TV presenter Lisa Snowden has spoken out about going through the menopause and her mission to break the stigma surrounding the issue.

 

She told GB News: “It affects everybody. It affects the men in our lives, the men that we live with, the men that we work with. It’s like it affects everybody. Yes, 51% of it affects us ladies directly, but it does have an impact on everybody.

 

“It’s amazing that we’re talking about it so much more openly now, and us women can understand the signs and the symptoms and can get the help that we need to feel better and to start taking control and sort of just really owning our menopause, because I’ve spoken soberly about it.

 

“It doesn’t have to be the end of your life.
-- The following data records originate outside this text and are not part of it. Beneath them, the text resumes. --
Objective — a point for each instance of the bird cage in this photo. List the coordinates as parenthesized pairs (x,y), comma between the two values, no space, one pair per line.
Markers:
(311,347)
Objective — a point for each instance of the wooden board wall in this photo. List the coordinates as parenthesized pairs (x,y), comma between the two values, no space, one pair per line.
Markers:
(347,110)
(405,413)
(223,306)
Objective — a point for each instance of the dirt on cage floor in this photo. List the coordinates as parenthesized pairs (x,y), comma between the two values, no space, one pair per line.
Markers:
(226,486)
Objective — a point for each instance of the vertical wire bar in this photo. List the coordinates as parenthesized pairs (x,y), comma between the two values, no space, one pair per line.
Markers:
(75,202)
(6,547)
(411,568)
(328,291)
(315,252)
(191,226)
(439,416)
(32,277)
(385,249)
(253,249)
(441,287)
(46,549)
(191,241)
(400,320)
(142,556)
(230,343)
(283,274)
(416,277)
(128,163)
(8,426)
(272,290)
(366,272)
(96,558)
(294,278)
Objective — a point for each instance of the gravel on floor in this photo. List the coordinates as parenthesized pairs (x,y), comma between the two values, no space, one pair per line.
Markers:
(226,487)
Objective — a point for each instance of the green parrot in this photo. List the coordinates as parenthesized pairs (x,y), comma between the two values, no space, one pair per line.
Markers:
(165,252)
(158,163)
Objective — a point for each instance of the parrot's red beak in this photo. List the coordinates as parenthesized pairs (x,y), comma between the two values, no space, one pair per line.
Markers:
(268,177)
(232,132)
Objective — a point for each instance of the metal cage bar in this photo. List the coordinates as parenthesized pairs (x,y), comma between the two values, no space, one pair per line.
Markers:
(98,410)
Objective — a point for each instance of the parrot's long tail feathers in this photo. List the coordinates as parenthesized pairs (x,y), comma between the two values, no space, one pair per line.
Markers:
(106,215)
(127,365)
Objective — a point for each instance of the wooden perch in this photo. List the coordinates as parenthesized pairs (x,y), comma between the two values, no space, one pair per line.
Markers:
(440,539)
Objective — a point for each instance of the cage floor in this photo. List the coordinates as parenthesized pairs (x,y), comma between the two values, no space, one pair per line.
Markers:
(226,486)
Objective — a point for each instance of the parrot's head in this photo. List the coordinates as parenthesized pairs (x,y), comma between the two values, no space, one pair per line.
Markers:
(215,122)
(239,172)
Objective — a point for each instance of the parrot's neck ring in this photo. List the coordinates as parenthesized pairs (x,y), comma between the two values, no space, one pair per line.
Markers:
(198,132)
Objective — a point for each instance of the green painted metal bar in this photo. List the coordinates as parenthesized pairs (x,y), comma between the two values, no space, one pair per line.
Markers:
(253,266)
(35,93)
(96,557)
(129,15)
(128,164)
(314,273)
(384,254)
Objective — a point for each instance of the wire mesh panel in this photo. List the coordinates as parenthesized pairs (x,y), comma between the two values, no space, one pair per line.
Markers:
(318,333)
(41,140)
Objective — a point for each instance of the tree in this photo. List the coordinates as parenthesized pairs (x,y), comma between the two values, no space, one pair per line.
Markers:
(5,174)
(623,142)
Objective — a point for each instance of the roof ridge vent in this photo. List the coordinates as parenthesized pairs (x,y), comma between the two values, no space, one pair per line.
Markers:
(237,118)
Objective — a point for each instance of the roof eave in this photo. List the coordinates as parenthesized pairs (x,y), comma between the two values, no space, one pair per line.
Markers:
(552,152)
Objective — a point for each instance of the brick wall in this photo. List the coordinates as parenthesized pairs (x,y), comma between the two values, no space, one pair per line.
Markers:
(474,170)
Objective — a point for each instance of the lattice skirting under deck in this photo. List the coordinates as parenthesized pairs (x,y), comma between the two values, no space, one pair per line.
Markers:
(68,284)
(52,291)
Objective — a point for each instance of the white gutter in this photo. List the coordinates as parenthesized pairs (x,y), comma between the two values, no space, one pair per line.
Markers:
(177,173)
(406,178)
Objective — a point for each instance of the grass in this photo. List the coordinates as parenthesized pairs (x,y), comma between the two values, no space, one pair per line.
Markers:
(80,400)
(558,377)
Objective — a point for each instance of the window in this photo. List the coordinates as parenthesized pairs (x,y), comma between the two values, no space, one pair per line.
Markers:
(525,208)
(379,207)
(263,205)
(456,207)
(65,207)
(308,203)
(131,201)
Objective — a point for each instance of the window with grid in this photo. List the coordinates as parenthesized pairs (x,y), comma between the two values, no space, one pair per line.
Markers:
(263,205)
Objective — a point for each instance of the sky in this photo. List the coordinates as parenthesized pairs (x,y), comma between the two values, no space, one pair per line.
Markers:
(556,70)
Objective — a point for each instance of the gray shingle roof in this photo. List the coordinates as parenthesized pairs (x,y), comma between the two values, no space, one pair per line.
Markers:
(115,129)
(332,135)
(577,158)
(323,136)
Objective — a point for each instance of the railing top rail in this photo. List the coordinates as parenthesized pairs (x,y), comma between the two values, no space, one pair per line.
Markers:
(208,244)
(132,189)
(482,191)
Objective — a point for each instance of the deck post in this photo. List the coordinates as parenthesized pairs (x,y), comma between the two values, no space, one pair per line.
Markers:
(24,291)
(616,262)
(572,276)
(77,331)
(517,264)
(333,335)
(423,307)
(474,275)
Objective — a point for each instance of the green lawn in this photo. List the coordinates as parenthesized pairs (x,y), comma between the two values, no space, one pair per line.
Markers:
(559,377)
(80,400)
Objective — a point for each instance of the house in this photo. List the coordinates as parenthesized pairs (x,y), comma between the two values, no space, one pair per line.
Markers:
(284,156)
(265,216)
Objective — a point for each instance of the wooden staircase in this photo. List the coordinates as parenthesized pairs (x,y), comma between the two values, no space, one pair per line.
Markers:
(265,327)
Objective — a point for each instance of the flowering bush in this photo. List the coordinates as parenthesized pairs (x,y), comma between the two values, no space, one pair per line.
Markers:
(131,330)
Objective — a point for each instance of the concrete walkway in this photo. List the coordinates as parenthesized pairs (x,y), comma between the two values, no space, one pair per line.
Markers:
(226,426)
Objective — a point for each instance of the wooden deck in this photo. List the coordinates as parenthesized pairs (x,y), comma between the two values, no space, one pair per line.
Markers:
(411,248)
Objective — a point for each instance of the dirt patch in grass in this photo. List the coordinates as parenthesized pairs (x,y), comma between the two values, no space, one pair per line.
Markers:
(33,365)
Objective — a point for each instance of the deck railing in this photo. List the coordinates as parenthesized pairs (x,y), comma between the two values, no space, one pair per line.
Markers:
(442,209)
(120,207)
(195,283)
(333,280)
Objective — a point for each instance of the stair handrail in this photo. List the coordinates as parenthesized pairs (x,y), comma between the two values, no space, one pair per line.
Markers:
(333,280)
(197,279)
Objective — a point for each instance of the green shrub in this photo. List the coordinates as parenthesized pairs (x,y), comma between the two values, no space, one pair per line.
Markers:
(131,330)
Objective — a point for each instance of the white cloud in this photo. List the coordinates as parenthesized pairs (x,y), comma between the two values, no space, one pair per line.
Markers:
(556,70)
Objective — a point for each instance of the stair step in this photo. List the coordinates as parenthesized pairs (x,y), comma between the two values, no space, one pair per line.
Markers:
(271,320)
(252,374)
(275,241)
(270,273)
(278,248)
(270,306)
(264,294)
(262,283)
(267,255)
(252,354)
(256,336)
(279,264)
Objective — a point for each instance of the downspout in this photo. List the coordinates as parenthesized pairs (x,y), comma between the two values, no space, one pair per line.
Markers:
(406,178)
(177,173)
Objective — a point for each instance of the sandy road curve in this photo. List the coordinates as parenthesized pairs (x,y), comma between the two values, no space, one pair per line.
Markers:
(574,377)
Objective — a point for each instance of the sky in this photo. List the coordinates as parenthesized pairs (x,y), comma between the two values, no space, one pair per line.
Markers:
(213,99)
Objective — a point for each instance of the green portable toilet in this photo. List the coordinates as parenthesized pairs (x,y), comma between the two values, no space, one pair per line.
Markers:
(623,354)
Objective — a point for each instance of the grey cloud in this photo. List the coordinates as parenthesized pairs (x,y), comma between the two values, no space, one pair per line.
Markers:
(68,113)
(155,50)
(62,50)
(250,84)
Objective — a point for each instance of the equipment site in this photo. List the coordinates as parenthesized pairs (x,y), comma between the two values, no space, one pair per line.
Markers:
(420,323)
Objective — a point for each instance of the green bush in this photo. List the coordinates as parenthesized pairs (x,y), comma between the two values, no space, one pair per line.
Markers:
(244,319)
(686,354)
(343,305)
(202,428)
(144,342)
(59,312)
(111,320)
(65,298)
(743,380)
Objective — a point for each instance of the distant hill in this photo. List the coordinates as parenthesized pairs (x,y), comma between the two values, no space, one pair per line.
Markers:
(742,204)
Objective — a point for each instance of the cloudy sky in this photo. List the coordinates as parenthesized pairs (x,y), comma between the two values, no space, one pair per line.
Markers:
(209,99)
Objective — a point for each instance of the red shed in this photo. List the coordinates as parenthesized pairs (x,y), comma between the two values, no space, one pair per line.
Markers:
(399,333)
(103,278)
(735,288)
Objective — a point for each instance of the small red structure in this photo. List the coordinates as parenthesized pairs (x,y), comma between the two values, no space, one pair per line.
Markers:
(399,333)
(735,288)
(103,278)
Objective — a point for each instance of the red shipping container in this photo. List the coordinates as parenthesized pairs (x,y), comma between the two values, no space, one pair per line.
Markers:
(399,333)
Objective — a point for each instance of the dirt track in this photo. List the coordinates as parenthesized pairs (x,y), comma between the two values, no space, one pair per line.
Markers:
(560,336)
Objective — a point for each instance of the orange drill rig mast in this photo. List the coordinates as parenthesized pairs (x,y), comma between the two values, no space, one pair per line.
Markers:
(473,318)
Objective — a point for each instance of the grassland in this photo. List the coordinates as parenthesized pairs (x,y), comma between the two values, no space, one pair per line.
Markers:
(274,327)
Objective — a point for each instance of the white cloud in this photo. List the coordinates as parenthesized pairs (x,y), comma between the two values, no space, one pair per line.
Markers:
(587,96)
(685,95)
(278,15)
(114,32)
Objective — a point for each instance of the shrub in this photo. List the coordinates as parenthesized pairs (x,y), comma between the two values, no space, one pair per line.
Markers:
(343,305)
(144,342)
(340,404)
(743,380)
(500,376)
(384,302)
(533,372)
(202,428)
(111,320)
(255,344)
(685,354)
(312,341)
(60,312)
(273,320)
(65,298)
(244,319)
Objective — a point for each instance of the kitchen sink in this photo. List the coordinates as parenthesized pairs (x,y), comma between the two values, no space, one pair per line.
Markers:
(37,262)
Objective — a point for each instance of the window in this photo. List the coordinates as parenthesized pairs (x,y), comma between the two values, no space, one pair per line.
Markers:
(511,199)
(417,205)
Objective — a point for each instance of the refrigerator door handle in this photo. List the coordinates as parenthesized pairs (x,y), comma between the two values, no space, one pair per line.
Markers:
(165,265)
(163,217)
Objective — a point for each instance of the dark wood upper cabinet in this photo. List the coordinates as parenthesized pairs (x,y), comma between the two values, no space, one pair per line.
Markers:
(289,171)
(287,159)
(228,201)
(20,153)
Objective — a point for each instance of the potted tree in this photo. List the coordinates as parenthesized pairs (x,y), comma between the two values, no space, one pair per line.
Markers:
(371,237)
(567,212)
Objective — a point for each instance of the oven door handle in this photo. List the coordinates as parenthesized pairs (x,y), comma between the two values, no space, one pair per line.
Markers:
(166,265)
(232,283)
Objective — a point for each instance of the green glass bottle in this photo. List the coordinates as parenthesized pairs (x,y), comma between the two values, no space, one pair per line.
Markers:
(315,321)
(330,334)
It can be the start of a really new relationship with yourself once you’ve got a handle on the signs and the symptoms.

 

“There are about 60 symptoms and counting with perimenopause and menopause, and that’s why it’s really hard to understand what’s happening.

 

“We have oestrogen receptors from the roots of our head to the tips of our toes, so we all experience a very different perimenopause and menopause.

 

“And perimenopause is the start when the hormones start declining, and then when you go into menopause, you go into it, not through it, and that’s kind of where you haven’t had a period for a year or more.

 

“It can be about ten years that process and like I said, everybody’s menopause and premenopausal symptoms are very different.

 

“But what I want to talk to you about today is the fact that it’s National Eye Health Week, and one of the symptoms that I didn’t know that I was going to be experiencing are eye changes.

 

“I’m working with Vision Express, and they’re the first optician on the high street to really upskill their clinical staff and train them in menopause and the link to eye health.

 

“It’s not only eyesight that starts to be affected, but a lot of us women experience dry eyes, which is what I’ve got, which doesn’t sound like much, but it is really quite debilitating.

 

“You could get very sore eyes, really gritty, itchy. They can be very kind of watery as well. And what happens is the glands around the eyes get really blocked, so the oil stops producing, and it can have, obviously, an impact on your vision and make everything blurry as well.

 

“I want to encourage people to get their eyes tested. A lot of women, I think it’s over a quarter of women over 45, didn’t realise the impact that the menopause was going to have on that eye health, not only for vision, but also the other things that you can experience before.

 

“Eye health is really important, not only to make sure that you get your eye test, eyes tested regularly, but do the advanced eye test, because it will look at the overall health of your eyes, and it can be prevented.”